Haverhill Vietnam Memorial Will Be at New Site Near Plug Pond by Veterans Day

The Vietnam Veteran’s Memorial Ad Hoc Commission Wednesday named Mill Brook Park as the new home for Haverhill’s memorial.

Plans to relocate the Haverhill Vietnam Memorial are moving at lightning speed with the committee declaring the memorial will be at its new home in time for this Veterans Day.

Members of the Vietnam Veteran’s Memorial Ad Hoc Commission decided at its first meeting Wednesday that the new monument location is Mill Brook Park, near the entrance to Plug Pond.
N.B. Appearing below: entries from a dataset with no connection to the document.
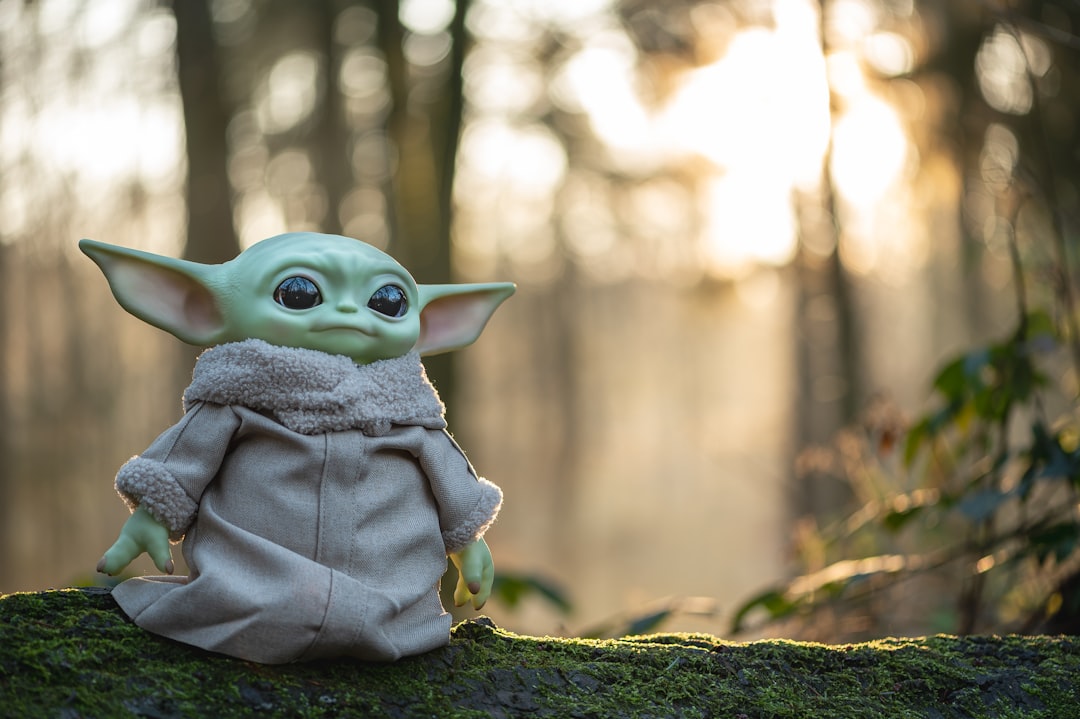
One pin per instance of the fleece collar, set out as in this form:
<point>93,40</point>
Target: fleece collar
<point>313,392</point>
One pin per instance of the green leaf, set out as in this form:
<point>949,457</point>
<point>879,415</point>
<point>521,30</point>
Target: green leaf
<point>1060,540</point>
<point>773,601</point>
<point>510,589</point>
<point>981,505</point>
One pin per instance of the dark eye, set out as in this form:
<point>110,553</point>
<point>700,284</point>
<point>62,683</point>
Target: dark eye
<point>389,300</point>
<point>297,294</point>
The monument is now near the Basiliere (BAZZ-ILL-EAR) Bridge, downtown. There’s much to follow, as Chairman Ralph T. Basiliere tells WHAV

“We set a deadline for Nov. 1 of 2019 to have a new monument, which will complement the existing one, but be grander,” he said.

Basiliere, named for his uncle—Haverhill’s first Vietnam War casualty—opened the meeting by declaring the new monument “properly commemorate the 13 lost and countless Haverhill sons who served in Vietnam.” He told WHAV, while it’s too early to be certain, the Commission is leaning toward a specific idea for the final memorial.
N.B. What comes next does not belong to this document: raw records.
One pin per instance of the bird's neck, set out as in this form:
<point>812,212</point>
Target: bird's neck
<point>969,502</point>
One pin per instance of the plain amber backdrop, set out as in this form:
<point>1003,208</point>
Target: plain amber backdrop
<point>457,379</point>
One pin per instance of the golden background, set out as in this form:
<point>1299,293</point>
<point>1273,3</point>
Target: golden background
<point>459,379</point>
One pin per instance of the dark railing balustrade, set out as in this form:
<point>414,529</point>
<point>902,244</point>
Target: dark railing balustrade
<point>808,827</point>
“Where water is a constant theme here in Haverhill—the site is close to the river and the ponds, the lakes and the constant theme in Vietnam—that we’d like to do something that incorporates water into the landscape and into whatever monuments we choose,” Basiliere said.

Mill Brook Park, a name almost forgotten by most, was created in 1935, Basiliere explained. The site will be further evaluated by commissioners, Conservation Agent Robert E. Moore Jr. and City Engineer John H. Pettis III.

John “Jay” Davidowicz is donating the excavator and labor to move the existing memorial.

As WHAV reported in late July, the idea of a new site was first presented to city councilors by Vietnam veteran and former City Councilor Louis T. Fossarelli. City Council Vice President Thomas J. Sullivan was among the first to suggest the monument be moved closer to the city’s scenic areas.